Blame it on too many child­hood view­ings of Dis­ney’s car­toon The Leg­end of Sleepy Hol­low. The story fol­lows Ich­a­bod Crane’s har­row­ing ride home as bull­frogs croak out his name, wind moans through bro­ken stems of grass and fire­flies trans­form hol­low trees into spec­tral eyes. It sent me bur­row­ing un­der the couch blan­ket ev­ery time. And the tingly mem­ory sends me out each fall to search for that old rush of hear­ing my foot­steps on a for­got­ten bridge or peek­ing through an aban­doned farm’s gate.

Robert’s doomed manor above a quiet arm of the lake pro­vides the per­fect fix, es­pe­cially if you ap­proach it prop­erly. In­stead of com­ing up to the cas­tle from the park­ing lot, I head to­ward the ruin from the back, along a for­est trail that loops around a spring and sneaks along a hill­side to the man­sion. First, you glimpse the water tower. Then you see stone walls reach­ing sky­ward, black marks be­tray­ing where flames licked up the sides on the home’s fi­nal day of ser­vice.

Robert was a boot­straps kind of guy who amassed a for­tune in oil, real es­tate, cat­tle, bank­ing and more in the late 1800s. (Photos show he’s only a top hat short of be­ing the Monopoly Man.) Like any good baron, Robert de­cided he needed a cas­tle, so he bought land along the Osage River and called in Scot­tish stone­ma­sons to build a man­sion where he in­tended to re­tire “with no fear of in­tru­sion.”

If all that seems to be beg­ging for a plot twist, you’re right.

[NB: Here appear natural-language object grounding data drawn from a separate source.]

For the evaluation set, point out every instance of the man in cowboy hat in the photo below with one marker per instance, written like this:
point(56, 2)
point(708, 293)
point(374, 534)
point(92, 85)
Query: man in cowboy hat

Tragedy No. 1: Robert died in 1906 in one of Mis­souri’s ear­li­est car ac­ci­dents, leav­ing his fam­ily to fin­ish the cas­tle in 1922. Tragedy No. 2: The De­pres­sion and le­gal en­tan­gle­ments sapped the fam­ily for­tune, forc­ing them to lease the es­tate as a ho­tel. Tragedy No. 3: The cas­tle burned in 1942.

So Robert’s doomed Xanadu re­mains a week­end es­cape. But in­stead of host­ing Roar­ing ’20s dandies, it draws av­er­age folks like me, who are con­tent to gaze over the Ozarks and lis­ten to dry leaves rat­tle in­side the empty foun­tain.